Gritar em Silêncio: A Experiência Materna em Comunidades Terapêuticas
22/07/2025

Por Raique Almeida
A maternidade, enquanto construção social e experiência subjetiva, é marcada por ideais de cuidado, sacrifício e abnegação. Quando atravessada pela dependência química, essa vivência torna-se ainda mais complexa, desafiada por estigmas, abandono institucional e julgamentos morais. Em comunidades terapêuticas, espaço muitas vezes voltado à reabilitação de pessoas usuárias de drogas, mulheres-mães vivem um processo de silêncio forçado entre a culpa imposta e o desejo de reconstrução de suas identidades maternas. Este artigo propõe uma reflexão sobre a experiência da maternidade em comunidades terapêuticas, à luz de contribuições teóricas que articulam gênero, saúde mental e políticas públicas.
De acordo com Beauvoir (1949), a condição feminina sempre esteve sujeita à dominação simbólica e material, e na maternidade, esse controle se intensifica. A mulher que rompe com os ideais maternos seja pelo abandono, pela violência ou pelo uso de substâncias, é frequentemente desumanizada. O uso de drogas por mulheres mães ainda é visto como uma dupla transgressão: ao corpo e à moral social. Como afirma Gil (2016), “o imaginário social ainda associa a figura materna ao amor incondicional e à pureza, o que torna intolerável a ideia de uma mãe usuária de drogas”.

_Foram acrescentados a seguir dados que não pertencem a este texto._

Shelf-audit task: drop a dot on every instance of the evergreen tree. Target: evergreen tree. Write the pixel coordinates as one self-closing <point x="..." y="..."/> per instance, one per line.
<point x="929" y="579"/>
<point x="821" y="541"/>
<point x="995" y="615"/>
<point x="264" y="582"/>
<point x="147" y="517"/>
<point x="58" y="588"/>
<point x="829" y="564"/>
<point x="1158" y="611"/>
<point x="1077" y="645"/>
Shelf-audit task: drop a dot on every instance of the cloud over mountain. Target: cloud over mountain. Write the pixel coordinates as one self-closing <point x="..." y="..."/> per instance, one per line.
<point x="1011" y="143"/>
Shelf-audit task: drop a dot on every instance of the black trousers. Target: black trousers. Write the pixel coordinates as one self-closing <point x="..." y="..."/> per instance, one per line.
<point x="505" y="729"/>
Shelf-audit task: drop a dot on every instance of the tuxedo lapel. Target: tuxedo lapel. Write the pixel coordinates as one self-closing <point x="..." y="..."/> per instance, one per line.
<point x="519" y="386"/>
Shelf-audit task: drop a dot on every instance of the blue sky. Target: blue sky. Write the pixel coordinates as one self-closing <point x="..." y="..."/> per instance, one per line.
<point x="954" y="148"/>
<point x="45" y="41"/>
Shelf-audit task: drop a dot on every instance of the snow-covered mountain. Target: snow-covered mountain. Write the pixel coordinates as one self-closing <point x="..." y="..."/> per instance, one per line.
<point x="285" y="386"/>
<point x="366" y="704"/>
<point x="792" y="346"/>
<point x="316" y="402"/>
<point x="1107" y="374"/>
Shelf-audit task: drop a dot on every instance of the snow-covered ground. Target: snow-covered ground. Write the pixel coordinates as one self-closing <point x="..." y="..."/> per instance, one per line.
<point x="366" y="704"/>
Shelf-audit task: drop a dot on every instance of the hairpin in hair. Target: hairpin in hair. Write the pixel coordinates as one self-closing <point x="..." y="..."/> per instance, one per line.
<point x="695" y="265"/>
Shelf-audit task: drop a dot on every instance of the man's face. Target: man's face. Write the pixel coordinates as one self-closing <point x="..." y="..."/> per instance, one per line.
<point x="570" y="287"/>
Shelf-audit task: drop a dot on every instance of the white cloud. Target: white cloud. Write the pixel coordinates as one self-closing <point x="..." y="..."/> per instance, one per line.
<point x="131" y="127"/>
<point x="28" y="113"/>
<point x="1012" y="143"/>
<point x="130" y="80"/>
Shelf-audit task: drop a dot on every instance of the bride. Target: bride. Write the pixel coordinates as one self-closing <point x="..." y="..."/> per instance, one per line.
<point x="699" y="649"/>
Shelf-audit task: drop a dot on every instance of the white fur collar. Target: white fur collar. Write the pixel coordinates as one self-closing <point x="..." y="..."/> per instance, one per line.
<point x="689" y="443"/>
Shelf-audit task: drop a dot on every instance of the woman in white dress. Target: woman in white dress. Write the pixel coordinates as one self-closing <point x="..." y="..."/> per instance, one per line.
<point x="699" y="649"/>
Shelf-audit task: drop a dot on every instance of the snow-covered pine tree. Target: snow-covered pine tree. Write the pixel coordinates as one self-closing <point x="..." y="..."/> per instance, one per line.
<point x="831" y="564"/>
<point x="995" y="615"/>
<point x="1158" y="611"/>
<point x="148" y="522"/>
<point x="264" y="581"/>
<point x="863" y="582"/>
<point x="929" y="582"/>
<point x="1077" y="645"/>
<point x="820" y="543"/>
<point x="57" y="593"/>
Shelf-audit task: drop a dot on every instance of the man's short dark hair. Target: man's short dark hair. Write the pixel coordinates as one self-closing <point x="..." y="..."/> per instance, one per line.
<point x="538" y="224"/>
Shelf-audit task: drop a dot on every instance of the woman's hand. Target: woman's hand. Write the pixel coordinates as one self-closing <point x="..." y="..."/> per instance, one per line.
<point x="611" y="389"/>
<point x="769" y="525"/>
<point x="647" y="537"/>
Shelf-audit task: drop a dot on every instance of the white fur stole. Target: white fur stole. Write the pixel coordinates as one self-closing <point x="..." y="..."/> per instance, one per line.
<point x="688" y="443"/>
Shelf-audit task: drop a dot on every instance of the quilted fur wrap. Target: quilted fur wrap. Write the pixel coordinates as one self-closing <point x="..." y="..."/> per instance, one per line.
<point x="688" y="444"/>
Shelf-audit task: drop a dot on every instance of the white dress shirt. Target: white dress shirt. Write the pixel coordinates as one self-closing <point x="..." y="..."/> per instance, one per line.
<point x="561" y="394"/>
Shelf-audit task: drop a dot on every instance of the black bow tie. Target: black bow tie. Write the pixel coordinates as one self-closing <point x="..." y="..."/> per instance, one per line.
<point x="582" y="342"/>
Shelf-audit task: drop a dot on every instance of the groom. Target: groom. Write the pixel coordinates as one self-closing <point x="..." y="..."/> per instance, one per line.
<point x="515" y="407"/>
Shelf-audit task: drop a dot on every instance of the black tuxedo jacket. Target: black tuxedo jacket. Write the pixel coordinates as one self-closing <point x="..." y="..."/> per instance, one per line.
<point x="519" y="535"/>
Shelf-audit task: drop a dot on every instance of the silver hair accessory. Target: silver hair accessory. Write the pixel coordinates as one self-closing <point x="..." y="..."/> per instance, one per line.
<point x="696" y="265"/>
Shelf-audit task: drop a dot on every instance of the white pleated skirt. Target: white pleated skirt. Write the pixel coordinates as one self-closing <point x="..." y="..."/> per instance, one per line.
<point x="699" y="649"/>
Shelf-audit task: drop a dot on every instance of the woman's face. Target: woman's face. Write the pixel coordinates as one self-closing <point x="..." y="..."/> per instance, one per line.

Essa intolerância se reflete nas práticas institucionais. Muitas comunidades terapêuticas, mesmo sendo espaços de cuidado, reproduzem lógicas punitivistas, em especial com as mulheres. Como observa Carvalho e Dimenstein (2004), as políticas de atenção às mulheres usuárias de drogas raramente consideram as especificidades de gênero e maternidade, negligenciando os vínculos afetivos com os filhos e a dimensão subjetiva da recuperação.
Dentro das comunidades terapêuticas, o silêncio imposto às mães aparece como uma estratégia de controle. Não raro, a maternidade é tratada como um “problema” a ser esquecido durante o tratamento. Algumas instituições chegam a proibir ou limitar o contato com os filhos, com o argumento de que isso “distrai” da recuperação. Esse silenciamento, contudo, agrava os sentimentos de culpa, abandono e perda de identidade. Segundo Foucault (1975), o controle sobre os corpos e as emoções é uma forma de exercício do poder disciplinar e as comunidades terapêuticas muitas vezes funcionam como microcosmos desse biopoder.
Apesar disso, muitas mulheres encontram nesses espaços brechas de resistência. A maternidade, embora marcada pela dor e pelo distanciamento, também se torna força motivadora para o cuidado de si e a busca por reestruturação. Freire (1996) nos lembra que “ninguém educa ninguém; ninguém se educa sozinho; os homens se educam em comunhão, mediatizados pelo mundo”. Assim, as mulheres, ao compartilharem suas histórias, afetos e dores com outras companheiras, constroem redes de apoio que subvertem o silêncio.
Gritar em silêncio é a metáfora que representa a condição de mulheres-mães que vivem o processo de recuperação em comunidades terapêuticas. Silenciadas pela moral, pelas instituições e pela culpa, elas resistem. Pensar políticas públicas mais humanizadas e com perspectiva de gênero é urgente. É preciso reconhecer que cuidar de uma mulher em situação de dependência química também é cuidar de suas histórias, seus afetos e, principalmente, de sua condição de mãe. Promover espaços que valorizem o vínculo materno, ao invés de puni-lo, é um passo essencial para uma sociedade mais justa e reparadora.
Referências
BEAUVOIR, Simone de. O segundo sexo. São Paulo: Nova Fronteira, 1949.
CARVALHO, Maria do Perpétuo Socorro; DIMENSTEIN, Magda. Gênero e drogas: desafios para a atenção integral à saúde. Psicologia & Sociedade, 2004.
FOUCAULT, Michel. Vigiar e punir: nascimento da prisão. Petrópolis: Vozes, 1975.
FREIRE, Paulo. Pedagogia da autonomia: saberes necessários à prática educativa. São Paulo: Paz e Terra, 1996.
GIL, Vera Lúcia. Mulheres e drogas: o que a política pública ainda não vê. Revista Estudos Feministas, v. 24, n. 1, 2016.